AI/ML Engineer
Trustworthy Intelligent Systems
Building systems that see, reason, act, and stay robust in production.
Ph.D. in Computer Science — University of Southern Mississippi, Hattiesburg, MS
I'm an AI/ML engineer and doctoral researcher building intelligent systems that work in the lab and hold up in production. I design and ship ML pipelines, multimodal applications, agentic workflows, and the cloud-native infrastructure—AWS, GCP, and Azure—that keeps them observable, scalable, and cost-efficient.
My Ph.D. at the University of Southern Mississippi centers on trustworthy intelligent systems: multimodal perception, agentic decision-making, and adversarial robustness—with an emphasis on systems that can be evaluated, defended, and deployed, not just trained.
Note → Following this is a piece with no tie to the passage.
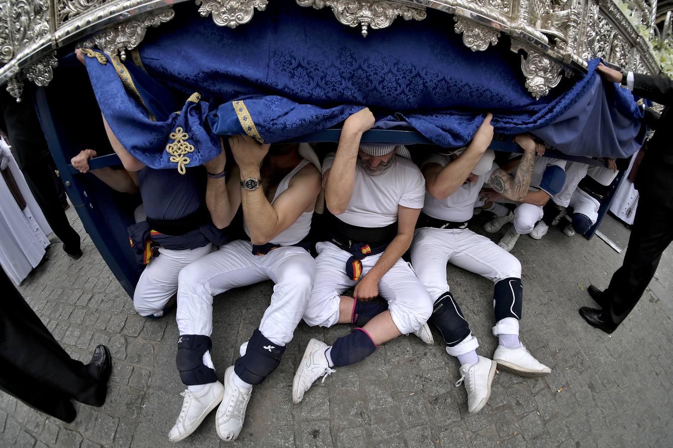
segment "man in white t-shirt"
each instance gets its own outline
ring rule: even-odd
[[[357,325],[331,346],[311,339],[295,375],[292,399],[302,401],[332,367],[359,362],[384,342],[419,330],[432,302],[400,258],[411,244],[425,195],[418,167],[403,146],[360,143],[374,118],[364,109],[346,120],[336,154],[323,161],[327,208],[333,215],[328,240],[316,249],[316,280],[304,320],[309,325]],[[341,294],[355,286],[353,298]],[[371,299],[381,295],[387,304]]]
[[[411,246],[414,269],[434,301],[428,322],[439,328],[447,353],[460,362],[462,376],[457,385],[464,382],[470,413],[481,410],[491,396],[496,364],[523,376],[540,376],[551,371],[519,341],[523,300],[521,264],[488,238],[467,228],[483,186],[519,200],[527,194],[532,175],[536,145],[526,136],[514,140],[524,148],[524,154],[513,177],[493,163],[493,152],[486,150],[493,137],[490,120],[489,114],[460,156],[434,154],[423,161],[421,171],[427,193]],[[447,263],[495,283],[496,324],[493,331],[499,345],[493,361],[476,355],[476,338],[449,290]]]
I build in public and in production. Tracevox is an open-source LLM observability stack I contributed to—request tracing, cost analytics, and incident workflows for AI workloads at scale. From susceptibility mapping with Karst Intelligence Agent to serverless systems on AWS, I ship where model quality and operational reliability are measured—not assumed.
Ph.D. research focus
One umbrella, three pillars—how I approach building AI that teams can trust.
Multimodal & vision–language models
Systems that reason across vision, language, and other modalities—built for real inputs, not just benchmark leaderboards.
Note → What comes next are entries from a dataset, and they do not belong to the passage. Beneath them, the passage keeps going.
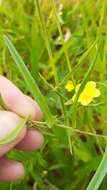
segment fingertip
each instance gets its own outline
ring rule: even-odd
[[[25,169],[20,162],[0,159],[0,181],[16,181],[23,179]]]
[[[43,114],[39,105],[3,76],[0,76],[0,94],[10,111],[22,117],[31,116],[34,120],[42,119]]]

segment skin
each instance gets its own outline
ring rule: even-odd
[[[0,138],[8,134],[20,121],[20,117],[31,116],[33,120],[41,120],[43,115],[38,104],[23,94],[12,82],[0,76],[0,95],[8,111],[0,111]],[[26,127],[19,136],[7,145],[0,145],[0,181],[16,181],[24,177],[25,170],[21,163],[8,160],[5,154],[13,148],[32,151],[41,147],[43,135]]]

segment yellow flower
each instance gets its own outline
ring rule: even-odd
[[[79,90],[81,84],[76,86],[76,93]],[[74,101],[76,94],[73,96],[72,100]],[[94,81],[87,82],[84,90],[79,96],[78,102],[80,102],[83,106],[87,106],[92,102],[93,98],[100,96],[100,90],[96,88],[96,83]]]
[[[71,92],[73,89],[74,89],[74,85],[73,85],[73,82],[72,81],[69,81],[66,86],[65,86],[66,90],[68,92]]]

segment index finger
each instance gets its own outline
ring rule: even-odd
[[[22,117],[31,116],[34,120],[42,119],[39,105],[3,76],[0,76],[0,94],[10,111]]]

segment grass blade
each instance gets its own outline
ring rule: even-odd
[[[102,161],[86,190],[97,190],[107,173],[107,147]]]
[[[39,90],[36,81],[33,79],[32,75],[30,74],[29,70],[24,64],[24,61],[22,60],[21,56],[13,46],[12,42],[9,40],[7,36],[4,36],[4,42],[6,46],[8,47],[10,54],[15,61],[22,77],[24,78],[26,85],[31,92],[34,99],[37,101],[37,103],[40,105],[41,110],[44,113],[45,119],[47,120],[48,124],[53,124],[53,116],[50,112],[50,109],[46,103],[46,100],[44,96],[42,95],[41,91]]]
[[[21,130],[25,127],[28,118],[29,117],[22,118],[20,124],[17,127],[15,127],[15,129],[11,133],[6,135],[6,137],[4,137],[3,139],[0,139],[0,145],[5,145],[14,141],[20,134]]]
Agentic AI & reinforcement learning
Autonomous agents that plan, act, and learn from feedback—sequential decision-making wired for production constraints.
Adversarial robustness & safe deployment
Defending intelligent systems under attack, evaluating failure modes, and shipping guardrails teams can measure and trust.
Education
- University of Southern Mississippi
Ph.D. in Computer Science · Hattiesburg, MS - University of Colorado Boulder, CO — M.S. Computer Science
- Georgia State University, Atlanta, GA — M.S. Geosciences
- University of Ibadan, Ibadan, Nigeria — B.S. Geology
What I optimize for
Intelligent systems that resist failure, earn trust under adversarial pressure, and remain observable at scale. I aim for measurable, deployable outcomes—where multimodal models, reinforcement learning, and agentic architectures meet the engineering discipline to ship them safely.